Optical Character Recognition
(OCR)
CDMR incorporates only the
latest state-of-the-art OCR engines into the DocControl system.
Depending on individual customer requirements, the OCR engine integrated
with DocControl provide high accuracy levels, artificial intelligence
and other specific OCR features such as zoning, text verification and
visual references. Although the OCR feature is extremely useful for some
organizations, it may be absolutely redundant for others. That is why
CDMR has made its OCR module an optional extension.
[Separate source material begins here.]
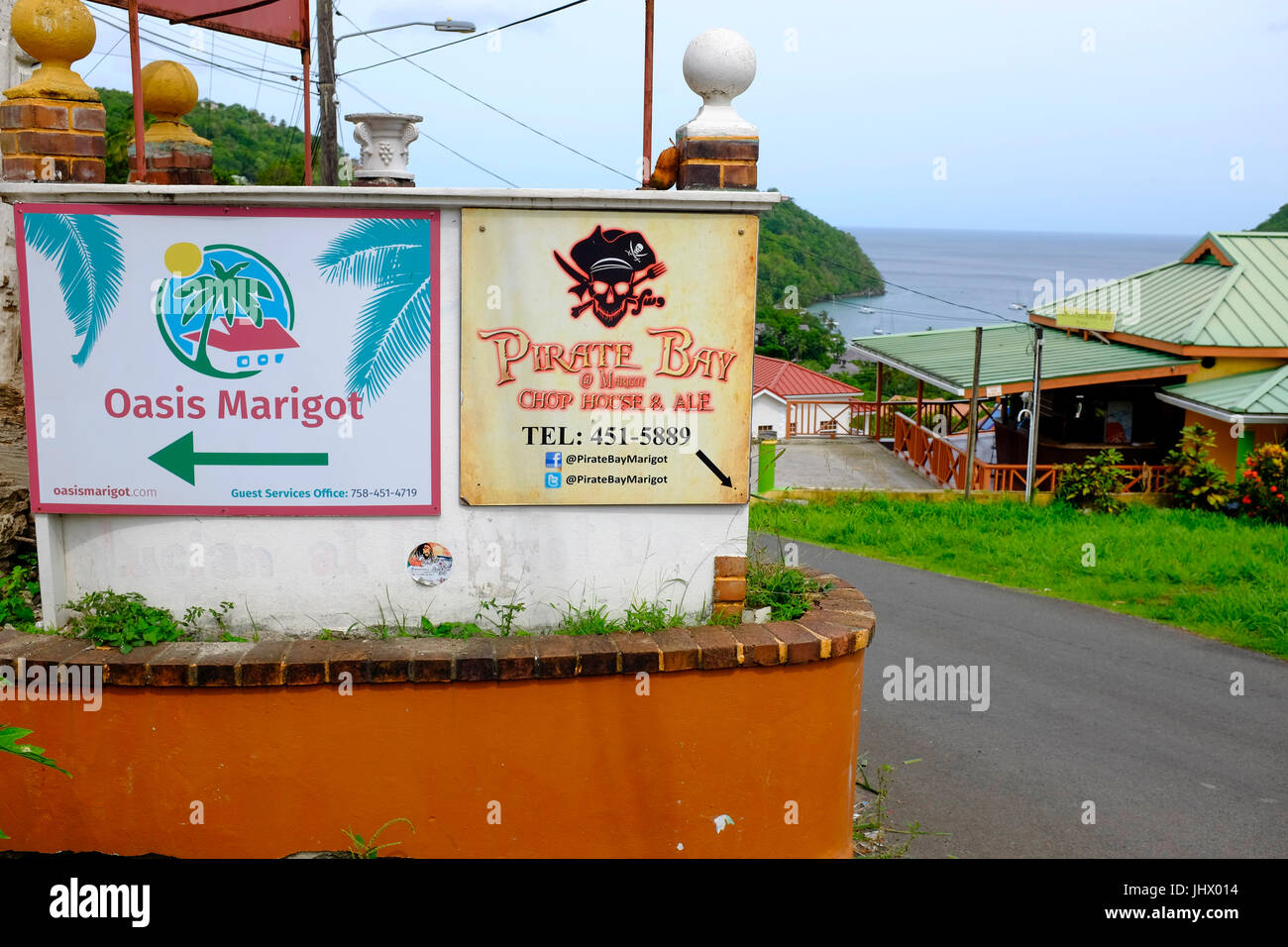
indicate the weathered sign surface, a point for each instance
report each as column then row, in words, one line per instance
column 605, row 357
column 230, row 361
Our consultants will
be able to advise you if your DMS requires the OCR feature and how best
to take advantage of it.
These are some of the common
OCR Module features:
-
High recognition accuracy
-
Artificial intelligence
-
Built-in and user-defined
lexicons
-
Text verification and
correction during the recognition process
-
Zone designation
-
Different fonts and font
sizes
-
Pre-processing for fax, dot
matrix and degraded documents to improve recognition results
-
Recognized text can be
exported in many different formats such as MS Word & MS Excel
-
Process documents in two-page
mode for open-faced books and magazines
-
Many more OCR properties and
functions …
What is OCR?
OCR
is the process of converting
scanned images of machine printed or handwritten text (numerals,
letters, and symbols), into a computer processable format (such as
ASCII). The character recognition process from a document image can be
divided into three operational steps - document analysis, character
recognition and contextual processing.
What is OCR used for?
Commercial OCR systems can
largely be grouped into two categories -
general purpose page readers and
task-specific
readers.
General purpose page readers
are designed to handle a broader range of documents such as business
letters, technical reportss and newspapers. These systems capture an
image of a document page and separate the page into text regions and
non-text regions. Non-text regions such as graphics and line drawings
are often saved separately from the text and associated recognition
results. Text regions are segmented into lines, words, and characters
and the characters are passed to the recognizer. Recognition results are
output in a format that can be post processed by application software.
A task-specific reader
handles only specific document types such as pre-specified forms,
cheques or survey letters. These readers usually capture only a few
predefined document regions. Such systems emphasize high throughput
rates and low error rates for its region.
|